25 June 2008

Why do earthworms come out of the soil after a rain?

ResearchBlogging.org
Chuang, S., Chen, J.H. (2008). Role of diurnal rhythm of oxygen consumption in emergence from soil at night after heavy rain by earthworms. Invertebrate Biology, 127(1), 80-86. DOI: 10.1111/j.1744-7410.2007.00117.x

[M. Perrier] kept several large worms alive for nearly four months, completely submerged in water...Sick individuals, which are generally affected by the parasitic larvæ of a fly...wander about during the day and die on the surface. After heavy rain succeeding dry weather, an astonishing number of dead worms may sometimes be seen lying on the ground...From the facts above given, it is not probable that these worms could have been drowned, and if they had been drowned they would have perished in their burrows. I believe that they were already sick, and that their deaths were merely hastened by the ground being flooded.

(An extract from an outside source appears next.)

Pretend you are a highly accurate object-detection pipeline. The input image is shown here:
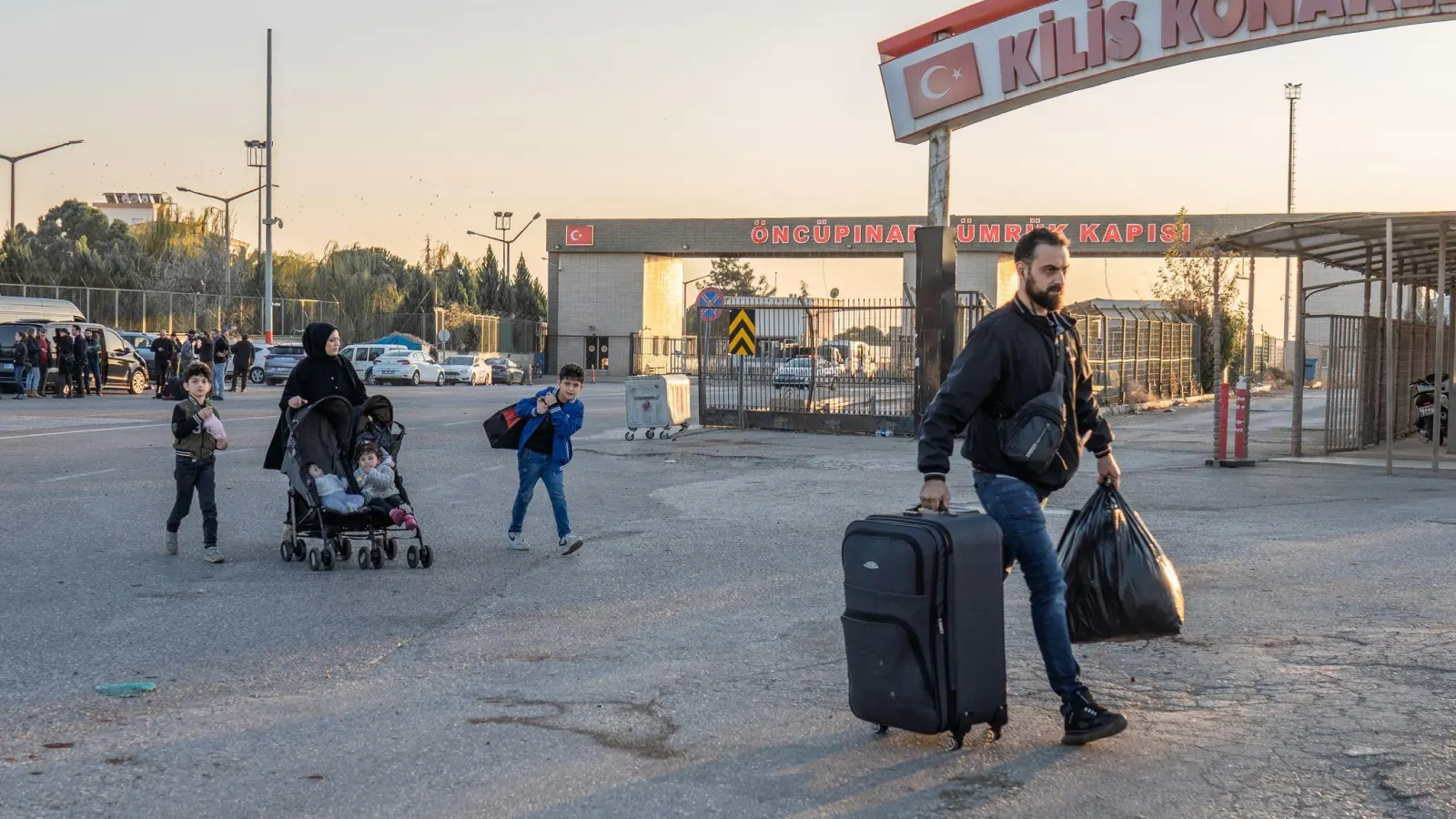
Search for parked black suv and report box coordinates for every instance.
[0,319,150,395]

Charles Darwin, The formation of vegetable mould through the action of worms, 1881.

Full text at The Complete Work of Charles Darwin Online or on Google Books.
The perennial question of why earthworms come out of the soil during or after rains probably has not one universal answer, but several of them, because, I suspect, many factors influence the behavior of earthworms. Some of those factors, which are probably species specific, may be various habitat characteristics, the time of the day, season, air and soil temperature, amount of water in and on the soil and also phenotypic variability among individual worms, including illness as Darwin suggested.

In this recent paper, Chuang & Chen tried to answer this question for Amynthas gracilis, a Taiwanese earthworm, that leaves its burrow in the soil at night after rain and compared its behavior and physiology with that of Pontoscolex corethrurus, an earthworm species introduced to Taiwan, and which apparently never comes out of the soil after rain.

They measured the survival times of worms submerged in water as well as their oxygen consumption rates. They also tested the survival of worms in soil moistened with water at different pH values or water with different concentrations of cadmium. The latter experiments were done to evaluate the hypotheses that heavy rains may change soil pH or increase the concentrations of toxic heavy metals, such as cadmium, although it’s not clear to me where the heavy metals would be coming from if they were not already in the soil.

The results show that worms in acidic soil or in the presence of cadmium did not come out of the soil. Therefore, those factors can’t explain the worms’ behavior in question. The mean survival time of A. gracilis in water exposed to air was 13.4 hours, whereas under the same conditions, P. corethrurus survived until the end of the test (96 h). These findings suggest that, although the former species is less tolerant of submersion, being in water by itself is unlikely to be the reason that drives it out of the soil.

On the other hand, oxygen measurements indicated that submerged individuals of A. gracilis consumed more oxygen at night than during the day, while the oxygen consumption of submerged P. corethrurus did not differ significantly between day and night.


Oxygen consumption rates of A. gracilis (A) and P. corethrurus (B). A. gracilis consumes more oxygen at night than during the day. Fig. 3 from Chuang & Chen (2008).

According to the authors, the species specific differences in oxygen consumption rates may explain the behavioral differences between the 2 earthworm species: A. gracilis, because it requires more oxygen at night than it does during the day, leaves water-saturated soil at night; while P. corethrurus, which has a lower overall oxygen requirement without a daily rhythm, can tolerate being immersed.

I will repeat that I think multiple factors influence the behaviors of earthworms and oxygen requirement may indeed be one of them. The earthworms* around where I live, for example, come out of the soil also after daytime rains; sometimes they may be seen crawling to their imminent deaths on dry and sunny sidewalks.

Potential behavioral variability of the earthworms in the wild must also be taken into account. Do all or most individuals of a species come out of the soil after a rain? If it turned out that only a fraction of the worms came out following a rain, as Darwin implied, this would then indicate the presence of some difference between those that came out and those that didn’t.

Earthworms are not the only otherwise cryptic and moisture-loving animals that surface after rains; isopods also come out of hiding in wet weather and some species even climb trees (see this post), which is something even some species of earthworms do (see this post). There is so much more we need to learn about even the commenest animals around us.

*I don’t know the species.

2 comments:

Katie said...

Interesting as I always thought it was the oxygen factor.

xoggoth said...

So did I.

That climbing worm is wierd. I found some earthworms when cleaning out my gutters last year, assumed they were carried up there by birds. Now I know they must have got their crampons out.